The experiment faced two key challenges:

How do I get the complete basic facts of user-item relevance?
How to simulate user click behavior to give suggestions?

For the first challenge, semi-synthetic data was generated from real-world user-goods interaction datasets, using the ML1M and Ciao datasets, randomly reserving 1000 users from each dataset. Then, matrix factorization (MF) model is used to complete the original data set to provide ground truth user-commodity correlation. By modifying the data generation process, four variables with different levels of intrinsic audience size imbalance were also generated for each basic data set to study the effect of intrinsic audience size imbalance.

Then, the simulation experiment is run based on the process of algorithm 1, where K=20,T=40000,L=50K=20,T=40000,L=50K=20,T=40000,L=50.

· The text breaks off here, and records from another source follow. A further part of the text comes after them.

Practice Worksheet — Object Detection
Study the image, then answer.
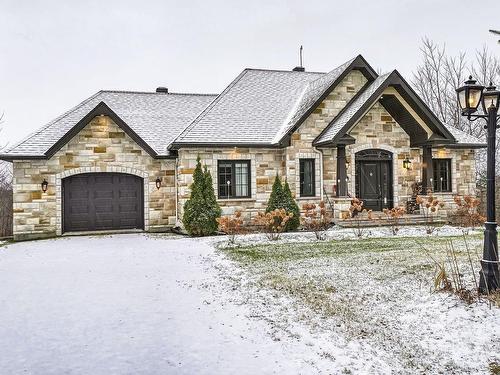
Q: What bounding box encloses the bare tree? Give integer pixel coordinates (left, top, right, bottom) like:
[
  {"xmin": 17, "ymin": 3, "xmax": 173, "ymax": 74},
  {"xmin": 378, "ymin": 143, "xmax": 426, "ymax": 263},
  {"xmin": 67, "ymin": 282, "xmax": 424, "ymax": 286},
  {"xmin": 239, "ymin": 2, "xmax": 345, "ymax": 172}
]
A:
[
  {"xmin": 412, "ymin": 38, "xmax": 500, "ymax": 177},
  {"xmin": 0, "ymin": 114, "xmax": 13, "ymax": 238}
]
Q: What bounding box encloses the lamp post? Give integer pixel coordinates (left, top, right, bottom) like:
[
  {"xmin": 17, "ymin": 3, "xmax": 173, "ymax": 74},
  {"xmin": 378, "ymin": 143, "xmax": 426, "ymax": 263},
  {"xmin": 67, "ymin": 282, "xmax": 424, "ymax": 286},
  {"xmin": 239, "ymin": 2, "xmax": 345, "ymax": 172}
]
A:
[{"xmin": 457, "ymin": 76, "xmax": 500, "ymax": 292}]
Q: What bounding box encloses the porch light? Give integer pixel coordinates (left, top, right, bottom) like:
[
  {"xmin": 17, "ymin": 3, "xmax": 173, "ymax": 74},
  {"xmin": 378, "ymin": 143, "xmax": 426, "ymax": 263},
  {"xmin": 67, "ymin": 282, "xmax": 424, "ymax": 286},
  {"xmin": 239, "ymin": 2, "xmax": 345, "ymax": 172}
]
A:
[
  {"xmin": 41, "ymin": 179, "xmax": 49, "ymax": 193},
  {"xmin": 456, "ymin": 76, "xmax": 484, "ymax": 115},
  {"xmin": 403, "ymin": 156, "xmax": 411, "ymax": 170},
  {"xmin": 483, "ymin": 82, "xmax": 500, "ymax": 113}
]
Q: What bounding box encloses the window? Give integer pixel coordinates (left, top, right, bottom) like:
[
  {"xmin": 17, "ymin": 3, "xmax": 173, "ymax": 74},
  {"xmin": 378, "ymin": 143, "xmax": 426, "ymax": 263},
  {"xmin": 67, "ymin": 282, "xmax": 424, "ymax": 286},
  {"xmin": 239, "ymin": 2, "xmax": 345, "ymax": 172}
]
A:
[
  {"xmin": 217, "ymin": 160, "xmax": 250, "ymax": 198},
  {"xmin": 300, "ymin": 159, "xmax": 316, "ymax": 197},
  {"xmin": 432, "ymin": 159, "xmax": 451, "ymax": 192}
]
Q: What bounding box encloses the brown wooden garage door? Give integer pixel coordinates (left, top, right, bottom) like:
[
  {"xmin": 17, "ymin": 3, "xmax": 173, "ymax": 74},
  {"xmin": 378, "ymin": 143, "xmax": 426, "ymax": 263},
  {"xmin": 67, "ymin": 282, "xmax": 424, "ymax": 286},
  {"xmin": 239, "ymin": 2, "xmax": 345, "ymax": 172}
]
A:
[{"xmin": 62, "ymin": 173, "xmax": 144, "ymax": 232}]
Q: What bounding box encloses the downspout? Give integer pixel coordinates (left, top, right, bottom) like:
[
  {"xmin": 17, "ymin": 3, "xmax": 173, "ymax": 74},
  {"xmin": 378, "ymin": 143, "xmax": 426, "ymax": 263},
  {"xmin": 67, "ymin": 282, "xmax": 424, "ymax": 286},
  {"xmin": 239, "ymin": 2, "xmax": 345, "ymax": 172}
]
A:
[
  {"xmin": 313, "ymin": 148, "xmax": 325, "ymax": 200},
  {"xmin": 174, "ymin": 158, "xmax": 179, "ymax": 227}
]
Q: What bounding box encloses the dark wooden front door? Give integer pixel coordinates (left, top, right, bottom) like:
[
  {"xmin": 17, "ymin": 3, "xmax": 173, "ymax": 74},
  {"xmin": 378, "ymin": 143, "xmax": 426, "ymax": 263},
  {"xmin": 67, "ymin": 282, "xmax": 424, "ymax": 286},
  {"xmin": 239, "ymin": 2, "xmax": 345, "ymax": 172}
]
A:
[
  {"xmin": 356, "ymin": 150, "xmax": 393, "ymax": 211},
  {"xmin": 62, "ymin": 173, "xmax": 144, "ymax": 232}
]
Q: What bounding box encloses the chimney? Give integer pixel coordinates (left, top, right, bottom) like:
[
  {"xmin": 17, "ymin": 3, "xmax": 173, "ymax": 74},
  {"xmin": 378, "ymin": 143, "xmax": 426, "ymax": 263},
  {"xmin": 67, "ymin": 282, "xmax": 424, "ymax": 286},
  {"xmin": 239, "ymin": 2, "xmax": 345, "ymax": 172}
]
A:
[{"xmin": 292, "ymin": 46, "xmax": 306, "ymax": 72}]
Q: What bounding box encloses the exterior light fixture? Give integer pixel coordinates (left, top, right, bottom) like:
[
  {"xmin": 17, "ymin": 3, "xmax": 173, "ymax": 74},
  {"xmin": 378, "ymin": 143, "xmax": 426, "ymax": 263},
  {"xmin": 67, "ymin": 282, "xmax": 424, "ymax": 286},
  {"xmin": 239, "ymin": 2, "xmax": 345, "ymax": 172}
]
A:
[
  {"xmin": 458, "ymin": 77, "xmax": 500, "ymax": 293},
  {"xmin": 41, "ymin": 179, "xmax": 49, "ymax": 193},
  {"xmin": 456, "ymin": 76, "xmax": 484, "ymax": 116},
  {"xmin": 483, "ymin": 82, "xmax": 500, "ymax": 113},
  {"xmin": 403, "ymin": 156, "xmax": 411, "ymax": 170}
]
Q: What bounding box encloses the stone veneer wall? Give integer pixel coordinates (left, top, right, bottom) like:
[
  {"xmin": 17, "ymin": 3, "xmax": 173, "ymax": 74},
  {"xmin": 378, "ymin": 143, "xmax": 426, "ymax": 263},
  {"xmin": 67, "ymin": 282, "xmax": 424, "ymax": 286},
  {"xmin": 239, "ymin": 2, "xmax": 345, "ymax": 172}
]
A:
[
  {"xmin": 177, "ymin": 148, "xmax": 285, "ymax": 222},
  {"xmin": 13, "ymin": 116, "xmax": 176, "ymax": 240},
  {"xmin": 346, "ymin": 103, "xmax": 422, "ymax": 206},
  {"xmin": 286, "ymin": 70, "xmax": 367, "ymax": 206},
  {"xmin": 432, "ymin": 148, "xmax": 476, "ymax": 216}
]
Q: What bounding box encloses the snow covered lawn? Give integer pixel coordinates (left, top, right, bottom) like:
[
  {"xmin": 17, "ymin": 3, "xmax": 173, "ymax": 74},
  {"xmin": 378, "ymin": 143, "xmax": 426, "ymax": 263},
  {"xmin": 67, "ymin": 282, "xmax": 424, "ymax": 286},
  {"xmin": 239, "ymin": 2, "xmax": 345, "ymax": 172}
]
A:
[
  {"xmin": 219, "ymin": 234, "xmax": 500, "ymax": 374},
  {"xmin": 0, "ymin": 232, "xmax": 500, "ymax": 374},
  {"xmin": 0, "ymin": 234, "xmax": 340, "ymax": 375}
]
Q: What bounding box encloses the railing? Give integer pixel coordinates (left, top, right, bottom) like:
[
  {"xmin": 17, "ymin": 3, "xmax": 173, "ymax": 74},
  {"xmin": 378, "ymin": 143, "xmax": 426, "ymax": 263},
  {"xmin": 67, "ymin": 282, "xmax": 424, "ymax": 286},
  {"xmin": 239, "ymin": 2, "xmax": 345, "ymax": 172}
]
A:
[{"xmin": 323, "ymin": 185, "xmax": 335, "ymax": 216}]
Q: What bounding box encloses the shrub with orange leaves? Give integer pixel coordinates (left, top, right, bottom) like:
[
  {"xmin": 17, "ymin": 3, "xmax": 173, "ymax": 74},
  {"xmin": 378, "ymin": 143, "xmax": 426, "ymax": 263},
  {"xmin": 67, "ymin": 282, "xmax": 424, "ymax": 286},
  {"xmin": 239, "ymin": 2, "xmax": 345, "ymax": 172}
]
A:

For the second challenge, user click behavior was modeled based on location bias δk=1/log2(1+ K)\ delta_K =1/log_2(1+ K)δk=1/log2(1+ K) to determine whether user UUu would click to view goods III at location KKK.

In addition, a special operation is that the negative sample comes from each user’s recommended but unclicked items, which can achieve higher recommendation utility and lower popularity bias compared with the traditional negative sampling strategy (taking a negative sample from all unclicked items).

Ways to mitigate prejudice

Through empirical research, this paper proves that model bias and inherent audience size imbalance are the two most important factors affecting popularity recommendation, and model bias is directly influenced by operators (researchers), while the other three factors exist in the internal aspects of the system. Through the experiment, it is found that if the model bias is eliminated, the popularity bias is still very low even with the influence of the other three factors. Therefore, in this section, we will focus on how to reduce the popularity bias in dynamic recommendation by reducing the model bias.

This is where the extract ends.